- Church: Episcopal Church
- Diocese: Rochester
- Elected: January 26, 1950
- In office: 1950–1962
- Predecessor: Bartel H. Reinheimer
- Successor: George W. Barrett

Orders
- Ordination: October 18, 1920 by Ethelbert Talbot
- Consecration: March 24, 1950 by Henry Knox Sherrill

Personal details
- Born: November 19, 1894 Waverley, New York, United States
- Died: November 23, 1971 (aged 77) York Harbor, Maine, United States
- Denomination: Anglican
- Parents: Rodney Jewett Stark & Lelia May Scott
- Spouse: Mary Leith
- Children: 3

= Dudley S. Stark =

American bishop

Dudley Scott Stark (November 19, 1894 – November 23, 1971) was third bishop of the Episcopal Diocese of Rochester, serving from 1950 to 1962.
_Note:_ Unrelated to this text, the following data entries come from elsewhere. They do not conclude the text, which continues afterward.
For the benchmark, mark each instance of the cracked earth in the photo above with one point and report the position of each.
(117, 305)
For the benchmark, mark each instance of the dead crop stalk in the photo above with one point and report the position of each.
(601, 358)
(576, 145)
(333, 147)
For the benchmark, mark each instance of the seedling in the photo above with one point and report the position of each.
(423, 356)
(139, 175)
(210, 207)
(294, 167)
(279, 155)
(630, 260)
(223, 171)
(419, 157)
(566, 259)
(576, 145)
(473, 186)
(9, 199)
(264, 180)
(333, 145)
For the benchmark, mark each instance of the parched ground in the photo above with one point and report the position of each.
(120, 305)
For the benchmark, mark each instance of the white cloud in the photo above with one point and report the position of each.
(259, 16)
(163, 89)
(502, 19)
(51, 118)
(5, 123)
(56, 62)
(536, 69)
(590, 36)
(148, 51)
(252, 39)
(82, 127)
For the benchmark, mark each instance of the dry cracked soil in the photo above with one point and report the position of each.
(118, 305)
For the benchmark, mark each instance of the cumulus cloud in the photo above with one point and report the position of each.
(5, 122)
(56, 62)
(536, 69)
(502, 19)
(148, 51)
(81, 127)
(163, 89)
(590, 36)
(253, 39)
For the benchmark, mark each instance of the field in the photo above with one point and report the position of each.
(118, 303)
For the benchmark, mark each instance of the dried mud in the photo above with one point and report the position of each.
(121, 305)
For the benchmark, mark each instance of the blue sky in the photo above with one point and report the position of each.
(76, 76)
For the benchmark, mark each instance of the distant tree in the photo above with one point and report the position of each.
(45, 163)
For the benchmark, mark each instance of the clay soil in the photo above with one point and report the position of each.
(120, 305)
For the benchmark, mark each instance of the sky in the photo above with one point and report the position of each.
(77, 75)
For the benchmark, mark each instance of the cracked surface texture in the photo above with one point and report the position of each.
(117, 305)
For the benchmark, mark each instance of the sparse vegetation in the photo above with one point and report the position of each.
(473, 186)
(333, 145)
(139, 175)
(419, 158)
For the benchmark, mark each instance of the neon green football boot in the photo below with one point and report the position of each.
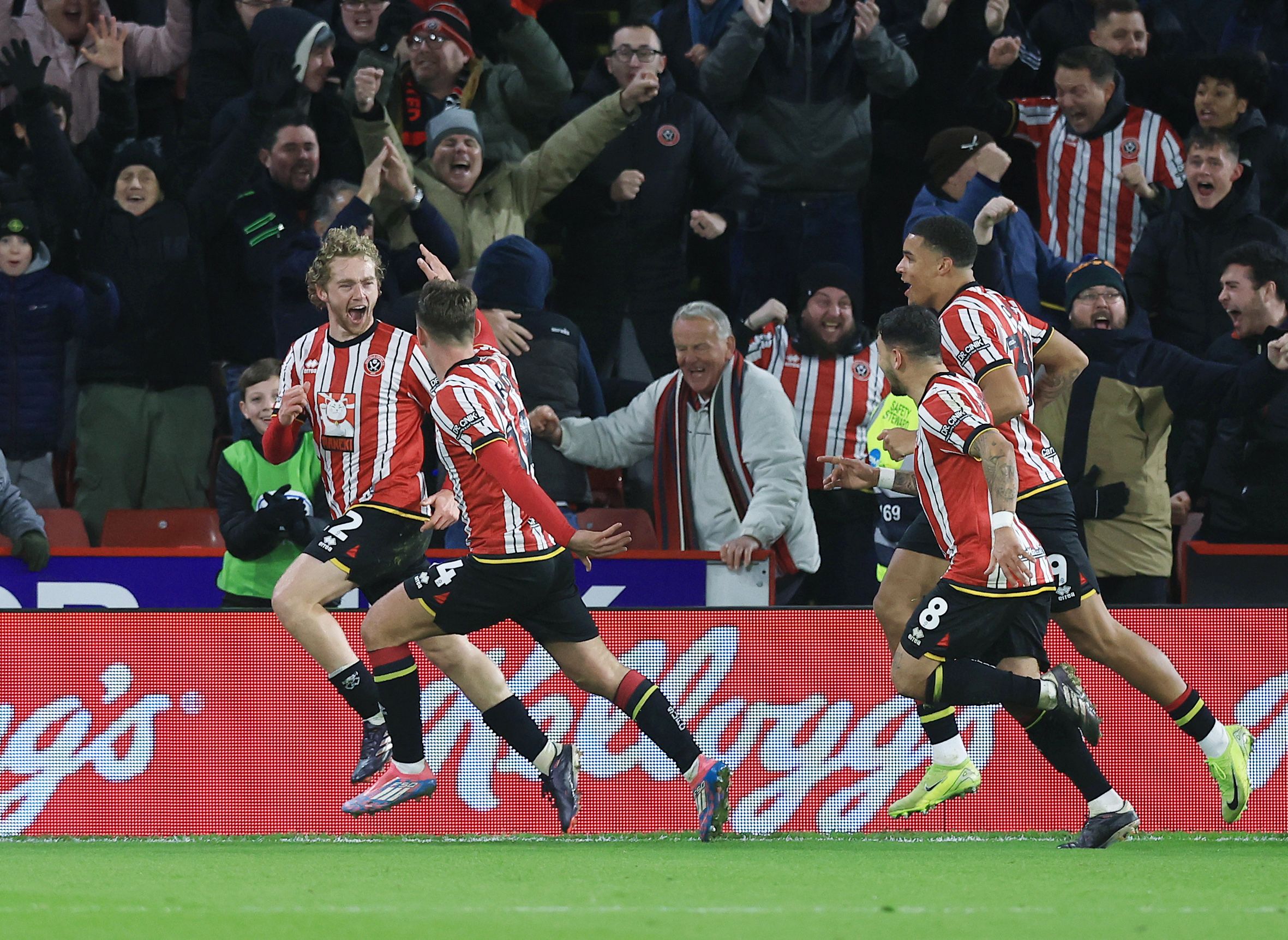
(940, 783)
(1230, 771)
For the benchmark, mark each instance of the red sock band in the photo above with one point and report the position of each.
(390, 655)
(632, 681)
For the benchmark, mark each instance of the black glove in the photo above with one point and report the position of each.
(396, 22)
(1098, 502)
(280, 510)
(20, 70)
(275, 81)
(33, 549)
(304, 530)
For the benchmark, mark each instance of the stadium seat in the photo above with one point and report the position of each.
(163, 528)
(637, 522)
(63, 527)
(607, 487)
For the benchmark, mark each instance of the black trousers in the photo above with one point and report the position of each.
(848, 571)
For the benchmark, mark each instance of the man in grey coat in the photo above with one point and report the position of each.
(728, 468)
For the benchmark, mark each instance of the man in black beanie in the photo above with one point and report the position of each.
(827, 362)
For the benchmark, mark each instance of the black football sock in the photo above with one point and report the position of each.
(398, 684)
(1193, 716)
(511, 721)
(968, 681)
(1061, 742)
(358, 689)
(647, 706)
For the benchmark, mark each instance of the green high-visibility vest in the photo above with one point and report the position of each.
(255, 578)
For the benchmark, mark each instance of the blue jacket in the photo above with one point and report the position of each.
(1018, 263)
(39, 313)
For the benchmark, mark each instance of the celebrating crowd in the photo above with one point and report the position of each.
(682, 222)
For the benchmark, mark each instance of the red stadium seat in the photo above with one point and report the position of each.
(63, 527)
(163, 528)
(637, 522)
(606, 487)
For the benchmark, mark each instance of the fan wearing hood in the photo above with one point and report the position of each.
(826, 360)
(516, 276)
(1176, 266)
(1113, 424)
(145, 419)
(1086, 127)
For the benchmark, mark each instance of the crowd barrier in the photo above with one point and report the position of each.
(161, 724)
(184, 578)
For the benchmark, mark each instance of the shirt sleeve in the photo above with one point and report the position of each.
(952, 417)
(1035, 117)
(973, 342)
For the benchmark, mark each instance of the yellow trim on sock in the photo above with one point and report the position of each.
(938, 715)
(397, 675)
(1196, 710)
(643, 699)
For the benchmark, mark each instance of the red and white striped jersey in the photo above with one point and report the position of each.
(982, 330)
(478, 403)
(835, 398)
(952, 487)
(1085, 206)
(366, 403)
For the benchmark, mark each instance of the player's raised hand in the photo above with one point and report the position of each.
(849, 474)
(1277, 351)
(511, 334)
(430, 267)
(1011, 558)
(291, 408)
(900, 442)
(545, 424)
(737, 553)
(588, 544)
(442, 510)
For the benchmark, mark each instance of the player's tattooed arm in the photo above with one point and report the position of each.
(998, 459)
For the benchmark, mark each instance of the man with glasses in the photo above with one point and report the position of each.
(514, 101)
(627, 218)
(799, 77)
(1118, 474)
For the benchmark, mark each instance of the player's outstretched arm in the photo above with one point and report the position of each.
(849, 473)
(998, 459)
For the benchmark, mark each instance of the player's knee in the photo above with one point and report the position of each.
(1095, 638)
(891, 612)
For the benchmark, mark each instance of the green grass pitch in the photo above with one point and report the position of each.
(1167, 887)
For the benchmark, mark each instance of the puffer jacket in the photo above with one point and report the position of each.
(39, 313)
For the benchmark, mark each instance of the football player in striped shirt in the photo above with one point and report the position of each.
(990, 339)
(977, 635)
(519, 567)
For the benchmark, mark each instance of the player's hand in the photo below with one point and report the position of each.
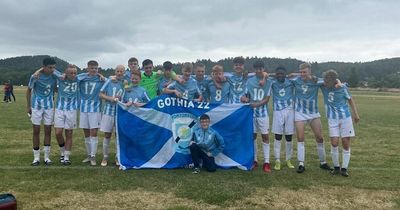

==Early life and education==
Stark was born November 19, 1894, in Waverley, New York, the son of Rodney Jewett Stark and Lelia May Scott Stark. During World War I he served in the US Navy. He studied at Trinity College and later at the Episcopal Theological Seminary. He was awarded a Doctor of Divinity from Trinity and Kenyon College. Chicago Medical School awarded him a Legum Doctor and a Doctor of Sacred Theology from Hobart College.

==Ordination==
Stark was ordained deacon on April 10, 1920, and priest on October 18, 1920. He was appointed assistant at St Mark's Church in Jim Thorpe, Pennsylvania, after which he became rector of the same church in 1921. He moved to New York City in 1926 to become vicar of Holy Trinity Church. In 1932 he became rector of St Chrysostom's Church in Chicago, where he remained till 1950. Subsequently, he served as Dean of the Chicago North Deanery and a canon of the cathedral chapter of Chicago.

==Episcopacy==
Stark was elected Bishop of Bishop of Rochester on January 26, 1950, during the diocesan convention. He was consecrated on March 24, 1950, by Presiding Bishop Henry Knox Sherrill in Christ Church, Rochester, New York. He retained the post till 1962. He died of pneumonia on November 23, 1971, in York Harbor, Maine.

==Family==
Stark married Mary Leith and together they had a son and two daughters.